Please recall your evening, your terrible sensations. I had been gulping with abandon at a restaurant in the valley. Rice fusion, a long stained teak floor. I swam to the table, my prehistoric fingers, my adoring parents. Whisked beetroot risotto to paste. I was so tranquil then. A man on the table opposite beckoned the waiter but it is not our family’s style to get involved. He said, the spoons are too bevelled. He said, the spoons are bevelled in a way that offends. I carried on torquing my dinner until the room staggered, tipped. I saw scales or armour. Dragnets or ceiling tiles.

I am a person cursed to remember tears. Alive to every drop. I have the feeling my parents were in agony, at war with the council. There is planning permission for a telecommunications mast outside their home and it wounds them. But I didn’t want to talk about application 17/2335212482v3 for a phase 8 monopole, wraparound cabinets and associated ancillary works – or about discounted Georgian-style doors with sunburst lead inlays and crenelated glass. I wanted only to talk about me. I brought up my recent achievement, the medal I’d invented, before the lights went out and I awoke here, hungry and prawn-shaped, and wobbling in the darkness.

For days I await my dishonourable discharge, as if from Her Majesty’s Armed Forces, rather than the local infirmary. My chest is swampy, half-full, clattering, in recovery from life rather than from appendicitis, something I explain to the tired nurses in the evening-time, over and over, chronicling myself half-sincerely as the sun sets like blood on the endless carpark. Had I noticed my appendix was inflamed in the restaurant? No, though I was unusually stirred. Dining will do that to you. To dine is to invite nostalgia. To dine is to welcome catastrophe.

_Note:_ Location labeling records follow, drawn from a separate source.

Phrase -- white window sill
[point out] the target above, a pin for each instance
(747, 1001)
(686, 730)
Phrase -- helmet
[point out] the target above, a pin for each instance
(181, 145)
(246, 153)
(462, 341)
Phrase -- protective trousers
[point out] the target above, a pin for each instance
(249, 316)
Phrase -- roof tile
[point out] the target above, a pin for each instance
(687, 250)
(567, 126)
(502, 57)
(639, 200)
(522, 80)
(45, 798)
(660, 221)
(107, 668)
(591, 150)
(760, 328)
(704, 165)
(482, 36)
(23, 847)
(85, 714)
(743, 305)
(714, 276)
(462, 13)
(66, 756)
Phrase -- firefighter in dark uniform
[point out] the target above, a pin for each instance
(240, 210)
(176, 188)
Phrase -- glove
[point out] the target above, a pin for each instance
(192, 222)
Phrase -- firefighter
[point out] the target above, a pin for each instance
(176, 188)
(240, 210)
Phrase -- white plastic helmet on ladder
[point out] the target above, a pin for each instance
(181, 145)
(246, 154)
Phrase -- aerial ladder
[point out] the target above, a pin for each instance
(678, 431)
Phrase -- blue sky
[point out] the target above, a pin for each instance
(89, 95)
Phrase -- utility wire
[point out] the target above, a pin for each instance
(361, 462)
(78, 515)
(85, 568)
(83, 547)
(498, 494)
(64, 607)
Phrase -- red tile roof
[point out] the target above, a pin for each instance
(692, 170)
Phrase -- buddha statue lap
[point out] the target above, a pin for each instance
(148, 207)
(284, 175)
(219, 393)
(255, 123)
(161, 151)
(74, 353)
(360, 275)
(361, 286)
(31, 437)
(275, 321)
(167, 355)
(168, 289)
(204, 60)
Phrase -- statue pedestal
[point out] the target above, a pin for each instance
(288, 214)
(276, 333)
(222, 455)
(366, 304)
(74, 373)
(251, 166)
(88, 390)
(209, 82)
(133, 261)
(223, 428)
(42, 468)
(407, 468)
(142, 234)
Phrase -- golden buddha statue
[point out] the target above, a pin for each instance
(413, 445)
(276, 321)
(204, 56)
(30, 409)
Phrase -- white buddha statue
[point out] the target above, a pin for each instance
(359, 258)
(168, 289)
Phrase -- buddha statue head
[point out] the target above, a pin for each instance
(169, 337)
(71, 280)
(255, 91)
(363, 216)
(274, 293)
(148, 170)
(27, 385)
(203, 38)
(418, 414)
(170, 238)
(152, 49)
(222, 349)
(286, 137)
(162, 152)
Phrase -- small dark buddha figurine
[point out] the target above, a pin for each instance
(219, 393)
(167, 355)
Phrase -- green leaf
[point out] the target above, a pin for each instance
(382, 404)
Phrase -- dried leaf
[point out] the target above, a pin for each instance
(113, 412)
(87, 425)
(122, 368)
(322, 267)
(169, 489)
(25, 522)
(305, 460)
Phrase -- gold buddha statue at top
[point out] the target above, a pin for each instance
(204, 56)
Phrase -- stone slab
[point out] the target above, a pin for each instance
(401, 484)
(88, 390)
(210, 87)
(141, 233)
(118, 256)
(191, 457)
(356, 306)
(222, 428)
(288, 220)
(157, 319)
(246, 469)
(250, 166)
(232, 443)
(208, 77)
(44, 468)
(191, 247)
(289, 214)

But here’s the truth: there is a problem with my accent. Too thin, too ratified. Once, long ago, my emphasis was in decline. I’d been swallowing flat vowels in the North of England but I regurgitate them now. A fraud, I’ve clawed my way up disgracefully into new cadences, pretending never to have kicked a ball or owned a season ticket or loved a grandad who signed his name with an X. I bore strangers with tales of my imaginary mother, her triumphs. On Mondays she is a fortune teller, a priest, and later in the week an addict, virtuoso, a lumberjack, a ghost, has died of consumption. She walks hauntingly, both as though she has already passed over and as though she is still lithe and sprightly, an acrobat of unprecedented agility, a star. I am struggling to remember whom I’ve lied to; whose affection I’ve concocted myself out of. Each scenario, the same basic hue. What a comfort to me, this thrilling consistency.

Another genteelism. For I call them Mum and Dad. Now bounding through light countryside, now piercing that bloodstained sunset. They will stop on their way to me to take photographs. Climb down from their carriage and wind up the camera, the horses silhouetted against cindered clouds. Except it is the turn of the millennium and they will in fact be on the bus, the 33a from down in the valley, the one whose driver I grew up with and calls everyone son, though he is in most cases their junior, and who takes puffs of his e-cig in autumnal laybys while passengers gawp longingly at the vaulted wall of the moors.

Now the plasterboard sheds its pastel colours, its lavenders, lilacs, peaches, and I am free to sob. This I do into a pillow, to save my neighbours’ embarrassment, the embarrassment, over and over, of rooming next to me. And I explain to the nurses, as they wipe my brow and refuse to sketch me, that I am famous, in a way, the recipient of a grant, unmerited, for my work in genome mapping, untrue, every fragment.